Last week I blogged my 1968 experience with national politics and campaign trains in my blog “Robert F. Kennedy 1968.” A little more than two years later, I got the opportunity to put into action what I had learned when I was given the assignment to cover 1970 U.S. Senatorial candidate John V. Tunney. The press arrangements required reporter Fred Youmans and me to meet the train twelve miles south of Modesto in Turlock. We identified ourselves to Tunney’s campaign staff and security and got on board the historic observation car known as the “El Dorado” — built in 1924 by Union Pacific and previously used by President Franklin D Roosevelt. I quickly got to work photographing candidate Tunney and actor Burt Lancaster. All too soon, we were in Modesto. Photoshelter The minute I jumped off the “El Dorado,” I hurried to get close under the observation deck. Tunney was rousing the crowd with a rip-roaring speech and they were responding with enthusiastic cheers. Tunney’s security guards were out in force because there were demonstrators from opponent Senator George Murphy’s campaign.

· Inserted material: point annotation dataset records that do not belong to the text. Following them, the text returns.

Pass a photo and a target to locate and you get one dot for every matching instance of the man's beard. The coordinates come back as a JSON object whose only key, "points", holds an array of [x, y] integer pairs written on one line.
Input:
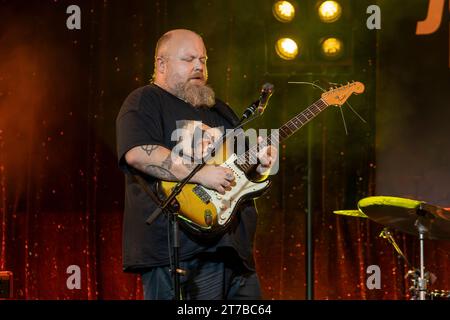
{"points": [[196, 95]]}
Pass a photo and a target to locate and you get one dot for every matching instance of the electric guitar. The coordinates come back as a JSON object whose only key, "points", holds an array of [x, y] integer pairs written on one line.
{"points": [[206, 211]]}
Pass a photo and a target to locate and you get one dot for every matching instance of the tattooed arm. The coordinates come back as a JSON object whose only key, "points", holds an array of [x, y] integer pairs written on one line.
{"points": [[158, 161]]}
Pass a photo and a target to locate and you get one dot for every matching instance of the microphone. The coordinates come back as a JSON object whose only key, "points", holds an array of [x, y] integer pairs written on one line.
{"points": [[260, 104]]}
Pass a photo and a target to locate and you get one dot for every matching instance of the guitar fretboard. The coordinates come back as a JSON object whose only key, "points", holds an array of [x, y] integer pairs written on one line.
{"points": [[249, 158]]}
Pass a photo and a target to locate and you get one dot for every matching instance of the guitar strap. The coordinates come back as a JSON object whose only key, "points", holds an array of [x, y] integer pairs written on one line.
{"points": [[147, 189], [226, 112]]}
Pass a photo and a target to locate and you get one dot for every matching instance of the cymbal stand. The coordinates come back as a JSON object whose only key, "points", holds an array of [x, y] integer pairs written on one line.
{"points": [[419, 277], [422, 281], [387, 234]]}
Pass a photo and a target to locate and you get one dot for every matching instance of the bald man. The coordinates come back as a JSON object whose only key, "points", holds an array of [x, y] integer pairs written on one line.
{"points": [[179, 99]]}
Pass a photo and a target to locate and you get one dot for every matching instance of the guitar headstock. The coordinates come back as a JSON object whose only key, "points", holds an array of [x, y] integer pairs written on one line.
{"points": [[338, 96]]}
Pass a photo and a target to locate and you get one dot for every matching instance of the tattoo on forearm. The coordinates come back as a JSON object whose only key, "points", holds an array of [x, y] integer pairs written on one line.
{"points": [[149, 148], [159, 172], [167, 163]]}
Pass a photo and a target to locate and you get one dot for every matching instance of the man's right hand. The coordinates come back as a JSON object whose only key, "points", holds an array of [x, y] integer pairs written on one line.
{"points": [[215, 177]]}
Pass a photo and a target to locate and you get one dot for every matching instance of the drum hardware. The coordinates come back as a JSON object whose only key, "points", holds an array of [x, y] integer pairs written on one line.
{"points": [[413, 217]]}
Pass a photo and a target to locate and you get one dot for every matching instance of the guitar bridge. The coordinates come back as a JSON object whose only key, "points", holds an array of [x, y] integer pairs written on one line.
{"points": [[202, 194]]}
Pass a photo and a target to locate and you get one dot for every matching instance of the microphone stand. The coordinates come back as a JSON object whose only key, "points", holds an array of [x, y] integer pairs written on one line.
{"points": [[171, 206]]}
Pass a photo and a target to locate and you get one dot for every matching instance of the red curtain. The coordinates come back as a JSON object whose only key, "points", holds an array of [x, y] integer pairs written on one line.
{"points": [[61, 193]]}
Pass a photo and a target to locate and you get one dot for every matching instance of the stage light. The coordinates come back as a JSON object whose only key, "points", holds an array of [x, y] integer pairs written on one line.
{"points": [[283, 11], [330, 11], [332, 48], [286, 48]]}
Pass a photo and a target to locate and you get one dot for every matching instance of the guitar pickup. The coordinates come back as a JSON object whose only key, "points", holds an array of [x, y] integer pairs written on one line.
{"points": [[202, 194]]}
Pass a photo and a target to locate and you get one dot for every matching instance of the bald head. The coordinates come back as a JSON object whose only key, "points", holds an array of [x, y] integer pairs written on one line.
{"points": [[180, 66], [171, 39]]}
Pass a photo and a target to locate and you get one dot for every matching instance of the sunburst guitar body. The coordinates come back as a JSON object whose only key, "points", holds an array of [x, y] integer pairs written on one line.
{"points": [[208, 211]]}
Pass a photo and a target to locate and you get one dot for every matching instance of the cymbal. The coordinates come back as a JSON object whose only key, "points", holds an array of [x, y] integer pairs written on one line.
{"points": [[405, 215]]}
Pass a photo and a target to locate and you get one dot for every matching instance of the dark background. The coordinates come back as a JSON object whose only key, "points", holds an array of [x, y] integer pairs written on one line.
{"points": [[61, 193]]}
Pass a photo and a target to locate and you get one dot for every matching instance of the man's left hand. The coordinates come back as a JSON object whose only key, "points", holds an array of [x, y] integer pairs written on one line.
{"points": [[266, 157]]}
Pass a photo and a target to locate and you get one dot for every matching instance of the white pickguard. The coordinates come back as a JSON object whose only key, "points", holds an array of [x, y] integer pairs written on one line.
{"points": [[225, 203]]}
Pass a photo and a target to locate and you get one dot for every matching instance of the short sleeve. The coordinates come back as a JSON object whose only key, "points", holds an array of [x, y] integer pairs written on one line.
{"points": [[138, 123]]}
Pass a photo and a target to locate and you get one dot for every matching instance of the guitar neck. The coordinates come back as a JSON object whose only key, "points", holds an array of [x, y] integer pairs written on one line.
{"points": [[248, 159]]}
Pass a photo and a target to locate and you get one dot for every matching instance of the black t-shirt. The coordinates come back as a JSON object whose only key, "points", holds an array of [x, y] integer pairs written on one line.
{"points": [[149, 116]]}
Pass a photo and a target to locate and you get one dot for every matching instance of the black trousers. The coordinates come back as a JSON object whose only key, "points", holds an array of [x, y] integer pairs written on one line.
{"points": [[210, 276]]}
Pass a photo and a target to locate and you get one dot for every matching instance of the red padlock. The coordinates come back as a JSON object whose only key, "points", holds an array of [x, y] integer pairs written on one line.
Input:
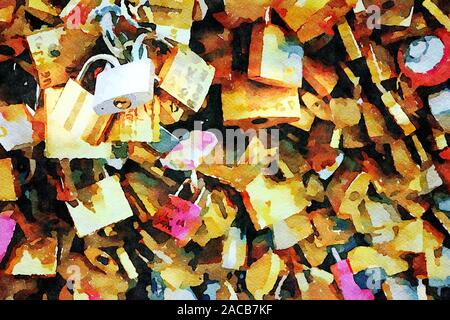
{"points": [[427, 60], [179, 218]]}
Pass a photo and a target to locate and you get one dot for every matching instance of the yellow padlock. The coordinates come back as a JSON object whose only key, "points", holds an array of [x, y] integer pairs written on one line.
{"points": [[248, 105], [74, 129], [99, 205], [269, 202], [173, 19], [16, 129], [8, 190], [274, 58], [134, 125], [57, 53], [187, 77]]}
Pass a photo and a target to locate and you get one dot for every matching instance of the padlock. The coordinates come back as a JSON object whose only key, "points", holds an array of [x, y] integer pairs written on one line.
{"points": [[43, 10], [440, 108], [104, 204], [418, 28], [7, 227], [217, 219], [275, 58], [73, 129], [37, 258], [396, 110], [327, 231], [323, 21], [380, 62], [426, 61], [436, 11], [291, 231], [150, 192], [173, 20], [190, 153], [250, 105], [295, 13], [7, 11], [135, 125], [187, 77], [166, 143], [345, 112], [218, 52], [318, 286], [57, 54], [125, 86], [344, 277], [322, 78], [170, 111], [175, 14], [239, 9], [178, 217], [16, 128], [393, 13], [348, 38], [9, 189], [268, 202], [77, 15], [362, 258], [263, 274]]}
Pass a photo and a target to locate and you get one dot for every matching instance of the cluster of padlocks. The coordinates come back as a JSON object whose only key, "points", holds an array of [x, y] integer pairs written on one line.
{"points": [[224, 149]]}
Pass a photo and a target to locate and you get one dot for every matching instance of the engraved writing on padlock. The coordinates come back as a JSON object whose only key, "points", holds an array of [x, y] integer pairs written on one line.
{"points": [[124, 87]]}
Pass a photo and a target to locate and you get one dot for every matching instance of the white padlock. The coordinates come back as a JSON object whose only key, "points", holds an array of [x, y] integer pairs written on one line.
{"points": [[127, 86]]}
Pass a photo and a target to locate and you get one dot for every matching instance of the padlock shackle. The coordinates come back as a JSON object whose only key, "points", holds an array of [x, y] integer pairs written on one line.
{"points": [[106, 57], [138, 43]]}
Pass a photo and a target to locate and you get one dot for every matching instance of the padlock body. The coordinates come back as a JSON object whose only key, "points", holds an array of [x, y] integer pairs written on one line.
{"points": [[124, 87], [179, 218]]}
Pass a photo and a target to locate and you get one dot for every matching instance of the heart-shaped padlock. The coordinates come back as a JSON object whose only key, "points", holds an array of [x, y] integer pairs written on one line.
{"points": [[125, 86]]}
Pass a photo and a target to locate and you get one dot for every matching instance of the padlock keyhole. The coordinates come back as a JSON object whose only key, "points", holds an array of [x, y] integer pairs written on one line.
{"points": [[260, 121], [122, 103]]}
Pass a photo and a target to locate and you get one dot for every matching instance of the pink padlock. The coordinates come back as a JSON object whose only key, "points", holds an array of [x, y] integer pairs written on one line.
{"points": [[7, 227], [179, 218], [343, 274]]}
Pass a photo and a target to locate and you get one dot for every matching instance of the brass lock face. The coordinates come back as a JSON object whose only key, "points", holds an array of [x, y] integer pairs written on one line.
{"points": [[122, 103]]}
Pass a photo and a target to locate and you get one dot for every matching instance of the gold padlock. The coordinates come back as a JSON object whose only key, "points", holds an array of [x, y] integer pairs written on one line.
{"points": [[134, 125], [348, 38], [186, 77], [436, 11], [99, 205], [16, 129], [323, 20], [248, 105], [269, 202], [393, 13], [38, 258], [57, 53], [173, 19], [274, 58], [322, 78], [43, 10], [296, 13], [7, 11], [74, 129], [8, 190]]}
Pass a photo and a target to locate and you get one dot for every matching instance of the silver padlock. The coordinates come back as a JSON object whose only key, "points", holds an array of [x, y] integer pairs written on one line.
{"points": [[127, 86]]}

For me, the guards were easy to deal with because I followed their rules and checked in with Tunney’s staff on the train.
While on the ground, I used my newly acquired Nikkor 20mm f3.5 lens to get good images from the east side of the train.
Burt Lancaster, 1960 Oscar winner for “Elmer Gantry” and politically-ahead-of-his-time Hollywood star, was easy to photograph in the “El Dorado.” I also spotted Rafer Johnson in the “El Dorado” but didn’t get to photograph him before I had to go. (for more on Rafer Johnson, see last week’s blog “Robert F. Kennedy 1968.”)
Before I left the “El Dorado,” I got a chance to shoot behind the candidate. This 105mm shot into the audience shows the face of Stanislaus County in 1970.
Took this basic talking head shot of Tunney talking to Fred Youmans. You should always shoot lots of portraits and talking head images. These images or mugs always become more important later.
I jumped up on the step below the observation deck and held on with one hand while photographing the crowd with the other.
The protesters and the supporters seem to be having a little pushing match with their campaign signs.
By the time I got over to the west side of the train, Burt Lancaster was speaking. According to the briefing, this meant the train was going to pull out of the station soon.
While I was behind Tunney on the observation deck, I used the old hands-over-my-head with the 20mm to make this image.
As planned, Ted Benson picked me up at the train station and gave me a ride south to Turlock to pick up my car. This image was taken a couple years later of the two of us walking together after a similar campaign event. Can’t remember who gave us this transparency. The photographer documented our appearance. Need I say more?